Regardless of how immediate our thoughts can be conveyed via text messages; if our thought processes are disorganised, then our communication will be disorganised. The result of all this technology is that our disorganised thoughts can reach our friends much faster, and therefore we can confuse them quicker! I cannot think that this is a great step forward.

The one thing that can help us to communicate more effectively is the increased popularity of micro-blogging. With limited characters available we are forced to hone our ideas down to their basic concepts. Now, as a public speaker of some years, I have been allowed the luxury of being ‘verbose’. I have been able to paint beautiful words pictures to enhance my ideas. I can enlarge my concepts with anecdotes and quotations which inspire and convince. I have been allowed to take my time to build up to my desired climax which convinces my audience to commit to my message.

Alas, now I am on twitter such luxury is denied me. I have to learn a new way of communicating which takes into consideration the limitations I face. This is not a bad thing. It can make me take a hard look at precisely what it is I need to say; and then to phrase it carefully to achieve the aim. In short, it is teaching me to be much more succinct.

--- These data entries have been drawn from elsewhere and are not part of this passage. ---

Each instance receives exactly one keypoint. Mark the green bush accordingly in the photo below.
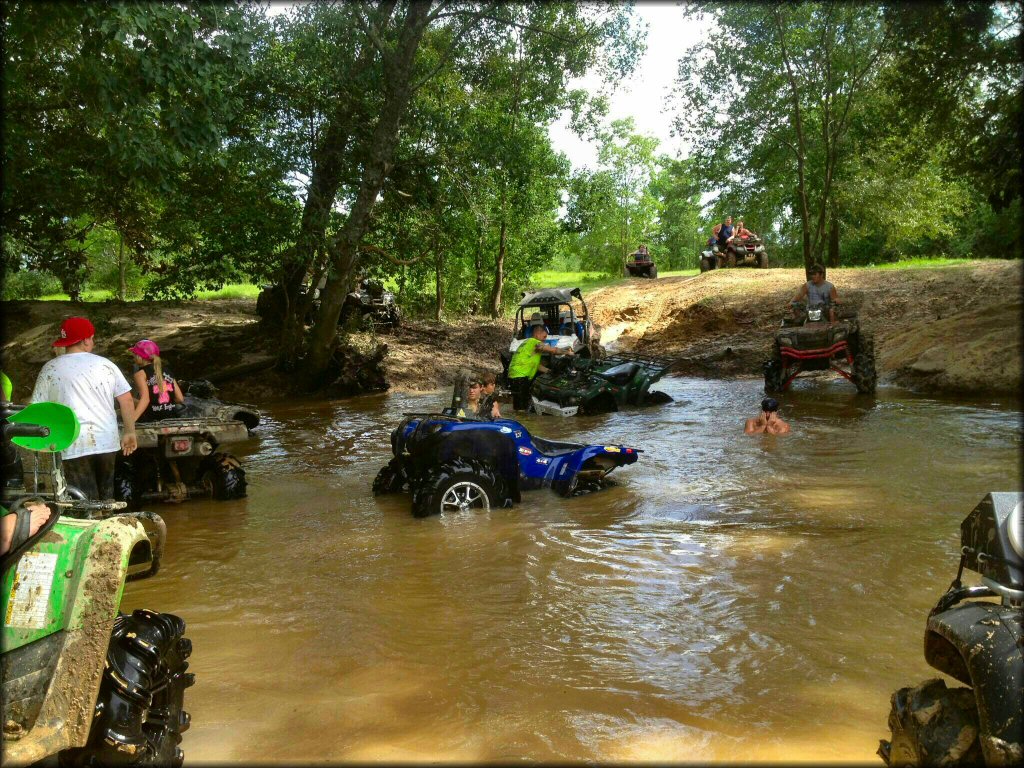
(28, 284)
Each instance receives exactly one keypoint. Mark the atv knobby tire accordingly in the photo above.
(222, 474)
(448, 487)
(138, 716)
(933, 725)
(864, 376)
(391, 478)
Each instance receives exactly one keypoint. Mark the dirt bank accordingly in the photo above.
(954, 329)
(207, 339)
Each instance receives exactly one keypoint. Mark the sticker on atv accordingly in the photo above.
(31, 593)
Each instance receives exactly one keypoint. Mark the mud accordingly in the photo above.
(942, 330)
(952, 329)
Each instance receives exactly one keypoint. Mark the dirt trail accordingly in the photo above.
(952, 329)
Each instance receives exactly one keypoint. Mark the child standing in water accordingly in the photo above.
(159, 393)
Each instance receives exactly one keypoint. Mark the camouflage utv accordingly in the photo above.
(587, 386)
(181, 458)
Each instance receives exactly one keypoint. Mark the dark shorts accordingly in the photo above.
(520, 392)
(93, 475)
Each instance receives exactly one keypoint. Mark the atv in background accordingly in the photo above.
(639, 264)
(563, 312)
(587, 386)
(371, 300)
(745, 252)
(977, 642)
(179, 459)
(808, 342)
(453, 464)
(81, 681)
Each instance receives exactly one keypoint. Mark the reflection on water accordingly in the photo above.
(732, 598)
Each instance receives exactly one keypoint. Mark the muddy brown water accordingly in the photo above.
(733, 598)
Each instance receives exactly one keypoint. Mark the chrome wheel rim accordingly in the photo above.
(465, 496)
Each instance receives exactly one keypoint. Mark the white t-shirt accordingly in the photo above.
(87, 384)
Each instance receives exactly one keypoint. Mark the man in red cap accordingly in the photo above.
(89, 384)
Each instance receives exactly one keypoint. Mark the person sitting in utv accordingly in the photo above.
(817, 291)
(525, 363)
(159, 394)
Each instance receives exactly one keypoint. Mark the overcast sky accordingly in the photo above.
(644, 94)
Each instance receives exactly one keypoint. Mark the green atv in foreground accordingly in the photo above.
(588, 386)
(79, 679)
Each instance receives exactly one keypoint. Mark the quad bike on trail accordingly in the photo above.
(454, 464)
(183, 458)
(592, 381)
(80, 680)
(808, 341)
(369, 299)
(978, 643)
(640, 264)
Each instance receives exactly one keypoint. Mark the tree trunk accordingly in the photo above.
(377, 156)
(833, 240)
(496, 291)
(122, 278)
(438, 269)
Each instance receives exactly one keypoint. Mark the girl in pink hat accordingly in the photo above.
(159, 394)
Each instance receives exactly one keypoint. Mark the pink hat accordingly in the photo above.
(145, 349)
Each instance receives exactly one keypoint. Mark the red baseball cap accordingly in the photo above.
(73, 331)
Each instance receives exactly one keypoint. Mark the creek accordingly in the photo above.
(733, 598)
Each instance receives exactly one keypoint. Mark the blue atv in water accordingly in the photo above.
(454, 464)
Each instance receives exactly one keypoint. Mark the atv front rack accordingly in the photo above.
(658, 363)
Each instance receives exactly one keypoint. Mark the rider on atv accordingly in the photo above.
(817, 291)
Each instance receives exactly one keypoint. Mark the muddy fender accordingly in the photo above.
(979, 643)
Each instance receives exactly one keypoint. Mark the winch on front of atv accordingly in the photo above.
(182, 458)
(977, 642)
(588, 386)
(808, 341)
(453, 464)
(80, 680)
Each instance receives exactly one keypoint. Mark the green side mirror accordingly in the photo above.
(61, 421)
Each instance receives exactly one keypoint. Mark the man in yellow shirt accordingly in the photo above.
(525, 363)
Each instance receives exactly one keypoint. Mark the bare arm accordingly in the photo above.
(143, 395)
(128, 440)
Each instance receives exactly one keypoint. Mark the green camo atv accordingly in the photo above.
(80, 680)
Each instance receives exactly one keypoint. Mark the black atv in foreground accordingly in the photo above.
(978, 643)
(640, 264)
(180, 459)
(808, 342)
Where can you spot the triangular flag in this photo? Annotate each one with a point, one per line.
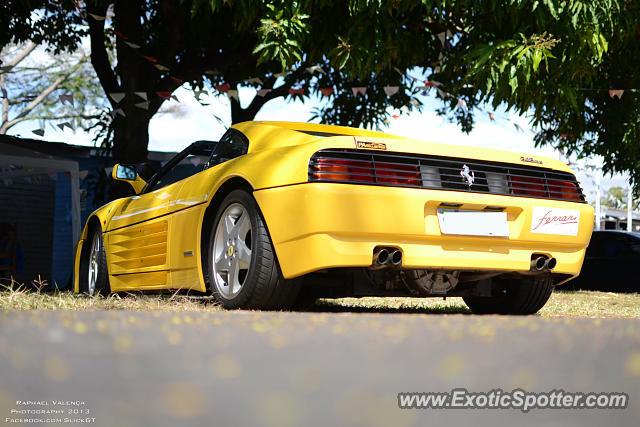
(197, 93)
(97, 17)
(359, 90)
(391, 90)
(616, 92)
(223, 87)
(462, 104)
(117, 96)
(254, 80)
(116, 112)
(326, 91)
(66, 98)
(315, 68)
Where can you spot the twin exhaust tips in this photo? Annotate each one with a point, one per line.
(387, 257)
(542, 263)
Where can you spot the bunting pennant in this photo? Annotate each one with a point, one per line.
(117, 96)
(326, 91)
(120, 35)
(255, 80)
(223, 87)
(198, 93)
(359, 90)
(66, 98)
(97, 17)
(616, 93)
(391, 90)
(116, 112)
(315, 68)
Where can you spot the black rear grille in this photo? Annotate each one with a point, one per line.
(443, 173)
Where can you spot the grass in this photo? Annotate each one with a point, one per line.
(561, 304)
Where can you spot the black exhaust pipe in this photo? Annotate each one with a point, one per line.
(550, 264)
(538, 263)
(396, 258)
(380, 257)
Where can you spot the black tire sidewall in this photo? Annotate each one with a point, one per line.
(251, 207)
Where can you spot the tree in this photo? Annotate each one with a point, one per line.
(31, 88)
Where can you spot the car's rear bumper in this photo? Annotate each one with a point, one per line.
(321, 225)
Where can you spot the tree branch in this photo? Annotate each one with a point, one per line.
(6, 125)
(99, 56)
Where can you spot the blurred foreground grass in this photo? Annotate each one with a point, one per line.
(561, 304)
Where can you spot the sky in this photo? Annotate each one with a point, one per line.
(189, 121)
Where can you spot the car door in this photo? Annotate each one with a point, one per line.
(138, 239)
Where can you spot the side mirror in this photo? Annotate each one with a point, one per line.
(128, 173)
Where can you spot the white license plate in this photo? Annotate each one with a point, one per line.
(473, 223)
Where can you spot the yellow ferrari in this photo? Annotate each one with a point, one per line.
(277, 211)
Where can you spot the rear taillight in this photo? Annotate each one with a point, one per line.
(565, 190)
(528, 186)
(343, 170)
(398, 174)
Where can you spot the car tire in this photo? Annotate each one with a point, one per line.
(525, 296)
(243, 270)
(94, 276)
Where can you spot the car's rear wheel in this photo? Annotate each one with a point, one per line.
(243, 268)
(94, 277)
(525, 296)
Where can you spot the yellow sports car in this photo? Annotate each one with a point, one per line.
(277, 211)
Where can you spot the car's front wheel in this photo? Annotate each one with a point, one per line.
(94, 278)
(525, 296)
(242, 264)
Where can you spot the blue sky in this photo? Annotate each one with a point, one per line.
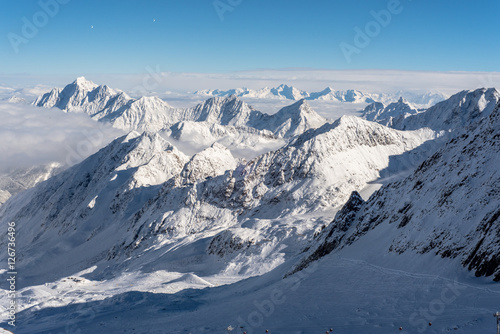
(189, 36)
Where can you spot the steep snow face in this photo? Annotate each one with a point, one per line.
(86, 205)
(292, 120)
(288, 92)
(18, 180)
(224, 111)
(244, 141)
(16, 99)
(460, 110)
(231, 111)
(423, 99)
(280, 92)
(387, 115)
(149, 114)
(211, 162)
(316, 171)
(449, 206)
(84, 96)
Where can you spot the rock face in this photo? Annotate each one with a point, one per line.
(141, 192)
(448, 206)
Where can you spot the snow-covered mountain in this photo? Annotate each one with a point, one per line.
(16, 99)
(153, 114)
(140, 227)
(457, 112)
(150, 194)
(394, 113)
(280, 92)
(426, 99)
(449, 207)
(84, 96)
(17, 180)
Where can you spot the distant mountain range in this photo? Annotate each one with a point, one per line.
(328, 94)
(153, 114)
(397, 197)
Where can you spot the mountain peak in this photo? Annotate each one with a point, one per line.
(402, 100)
(84, 83)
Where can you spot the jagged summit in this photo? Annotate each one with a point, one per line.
(83, 83)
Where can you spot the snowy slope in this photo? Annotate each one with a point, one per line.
(18, 180)
(460, 110)
(152, 114)
(86, 204)
(292, 120)
(448, 207)
(316, 171)
(127, 237)
(387, 115)
(424, 99)
(243, 141)
(84, 96)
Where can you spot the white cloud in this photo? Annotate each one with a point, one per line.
(32, 136)
(156, 81)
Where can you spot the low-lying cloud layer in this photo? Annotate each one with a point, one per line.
(31, 136)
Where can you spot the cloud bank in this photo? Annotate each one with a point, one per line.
(32, 136)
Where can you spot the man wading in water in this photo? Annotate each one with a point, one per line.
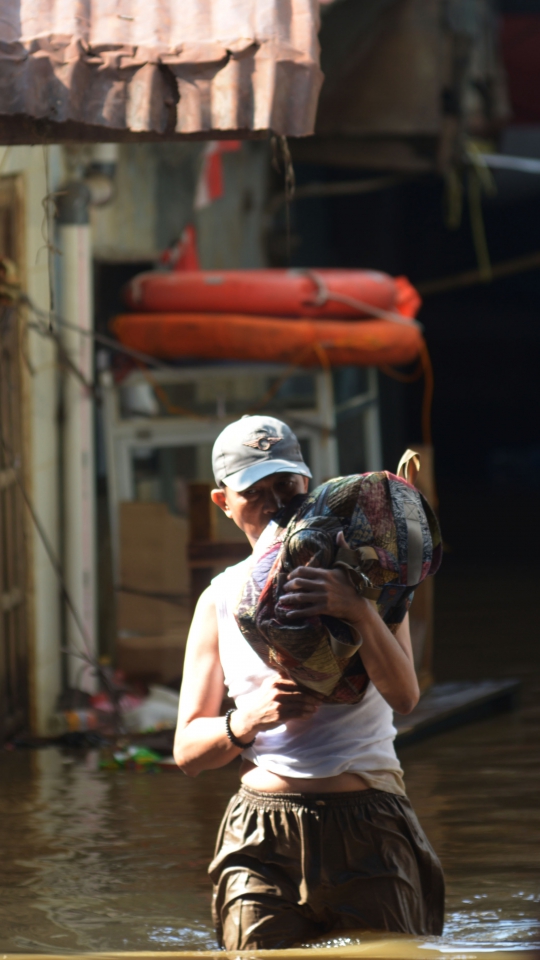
(321, 836)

One of the problems in communication is not being able to get to the point. Not being able to focus on what is needed to be said. Disappearing down the ‘on the other hand’ concepts; or exploring the ‘that reminds me of…’ pathways. These side tracks are fabulous in conversation but not effective in formal communication. Twitter is not amenable to conversation I have found.

So being succinct in formulating our ideas is not a bad thing. So what other lessons can the ‘information age’ offer us.

I find that I have to choose my words carefully. I need to select the precise word to convey my meaning accurately. In doing so, I have become much more aware of the multitude of words in English that mean very nearly the same thing. “Exactly’ is almost the same as ‘precisely’ – almost but not quite. Some people will chose a word that seems like it means the same thing but… How would we interpret the difference between ‘confidential’ or ‘private’? If we think about it carefully, if someone said they wished to speak to us ‘privately’ would that be the same thing as speaking to us ‘confidentially’?

The difference is subtle, but it could have a profound impact if we misinterpreted the meaning of ‘confidentially’.

Finally, I have realised that while electronic communication allows us immediate transference of ideas it does not allow us to have immediate feedback of the way those ideas are received. I cannot tell by watching your face if you have received my ideas warmly, or quizzically or even if you are hostile to them. Without the visual support of a smile, or a wink, slightly satirically expressions can be easily misinterpreted and offence can be taken where none was intended.

Without having the immediacy of the person I am addressing in front of me, I may go further than I intended. There is danger in solitary communication. And I have learned to be circumspect.

So while I still have the luxury of personal communication, with its immediate feedback, I must admit that the use of the electronic medium has been able to reconfirm that learning about communication can be a lifetime activity.

I wonder what the next decade can teach me.